(June 2016)
Gothic New Weird with a healthy dollop of
bildungsroman and one of the most gratingly pretentious protagonists I’ve encountered
since Catcher in the Rye. In fact, I’m
not even sure it is a bildungsroman, but there’s such a strong connection in my
mind between the annoyance I feel for both Holden Caulfield and Thomas Kemp, the
narrator of this book, that maybe I’m just collapsing them both in to each
other.
The other book I couldn’t help but think of
when reading this was
The Picture of
Dorian Grey, as there’s something very Wildean about both Kemp’s descent
into self-hating debauchery and the books wider concern with the intersections
of truth and fiction, ugliness and beauty, and thus, by extension, art. The
metafiction here is, I think, about how we write out worlds, or at least how
art places boundaries on that which it engages. Dolls and borders are recurring
themes, and an Opera house, with its bounded stage, is one of the principal
locations.
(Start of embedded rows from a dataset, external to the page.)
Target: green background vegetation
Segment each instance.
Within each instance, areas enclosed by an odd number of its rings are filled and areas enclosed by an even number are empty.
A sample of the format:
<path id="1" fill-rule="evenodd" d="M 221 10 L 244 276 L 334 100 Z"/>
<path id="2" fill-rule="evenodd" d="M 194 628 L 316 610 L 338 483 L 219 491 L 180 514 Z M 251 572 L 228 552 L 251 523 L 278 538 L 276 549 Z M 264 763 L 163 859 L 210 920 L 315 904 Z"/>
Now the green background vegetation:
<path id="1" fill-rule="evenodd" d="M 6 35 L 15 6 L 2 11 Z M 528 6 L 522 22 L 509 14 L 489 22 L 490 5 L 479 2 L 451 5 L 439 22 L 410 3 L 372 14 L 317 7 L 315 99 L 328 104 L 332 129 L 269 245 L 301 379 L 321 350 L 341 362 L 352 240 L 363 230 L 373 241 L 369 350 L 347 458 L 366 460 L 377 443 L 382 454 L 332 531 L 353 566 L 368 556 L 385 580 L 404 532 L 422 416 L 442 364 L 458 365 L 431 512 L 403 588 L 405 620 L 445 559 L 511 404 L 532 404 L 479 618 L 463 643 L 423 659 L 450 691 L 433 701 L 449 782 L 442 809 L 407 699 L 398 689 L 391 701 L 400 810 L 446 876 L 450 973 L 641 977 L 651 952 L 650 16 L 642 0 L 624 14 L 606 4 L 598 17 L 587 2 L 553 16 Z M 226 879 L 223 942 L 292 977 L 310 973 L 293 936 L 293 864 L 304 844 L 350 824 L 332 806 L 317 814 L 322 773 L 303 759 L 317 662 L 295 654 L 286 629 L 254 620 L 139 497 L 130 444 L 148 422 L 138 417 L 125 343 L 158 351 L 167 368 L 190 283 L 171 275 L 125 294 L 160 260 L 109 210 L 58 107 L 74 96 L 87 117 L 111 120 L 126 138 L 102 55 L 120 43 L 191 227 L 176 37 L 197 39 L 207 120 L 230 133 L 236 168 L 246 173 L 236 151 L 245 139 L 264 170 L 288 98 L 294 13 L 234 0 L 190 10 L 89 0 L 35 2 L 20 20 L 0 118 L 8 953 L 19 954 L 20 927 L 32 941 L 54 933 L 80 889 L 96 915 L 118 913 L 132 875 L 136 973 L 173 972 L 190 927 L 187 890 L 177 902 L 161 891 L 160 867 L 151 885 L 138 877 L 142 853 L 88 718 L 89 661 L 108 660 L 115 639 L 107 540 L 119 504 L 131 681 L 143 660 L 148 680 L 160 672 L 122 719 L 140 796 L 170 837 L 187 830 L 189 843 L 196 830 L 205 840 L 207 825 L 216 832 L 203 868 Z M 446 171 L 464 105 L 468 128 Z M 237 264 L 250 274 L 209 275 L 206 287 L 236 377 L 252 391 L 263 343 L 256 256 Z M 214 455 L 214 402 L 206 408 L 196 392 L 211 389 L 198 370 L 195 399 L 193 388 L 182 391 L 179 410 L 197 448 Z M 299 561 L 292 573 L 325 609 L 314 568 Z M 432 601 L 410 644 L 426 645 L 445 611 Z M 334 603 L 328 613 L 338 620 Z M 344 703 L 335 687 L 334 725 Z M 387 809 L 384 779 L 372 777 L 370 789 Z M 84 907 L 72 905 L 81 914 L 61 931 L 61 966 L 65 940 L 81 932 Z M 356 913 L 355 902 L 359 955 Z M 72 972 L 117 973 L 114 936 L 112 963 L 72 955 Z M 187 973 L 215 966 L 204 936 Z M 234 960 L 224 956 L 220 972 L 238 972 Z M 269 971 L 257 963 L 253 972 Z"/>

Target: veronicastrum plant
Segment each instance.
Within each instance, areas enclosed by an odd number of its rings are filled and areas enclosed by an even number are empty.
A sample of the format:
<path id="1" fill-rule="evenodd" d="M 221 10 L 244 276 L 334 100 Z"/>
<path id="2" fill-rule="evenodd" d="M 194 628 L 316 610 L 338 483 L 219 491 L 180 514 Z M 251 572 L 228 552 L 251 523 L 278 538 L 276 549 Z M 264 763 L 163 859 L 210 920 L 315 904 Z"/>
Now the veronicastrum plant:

The characters are constantly, and often literally, exploring the
boundaries between the constructed and the real, and it all makes a kind of
sense so that were I in a better (and/or more pretentious, natch) state of
mind, it would be hugely enjoyable to pick apart further. Right now, however, I’m
still reeling from my country of birth’s decision to tear itself apart for no
good reason whatsoever, and the resonances of how we create our worlds through fiction
are just a little too close to home.
Why can't the book be as good as the cover?? I don't know if I'd be able to stick with this one, though it sounds like it touches on some topics I'm interested in. Also so sorry about your ol country. It's a very alarming shame.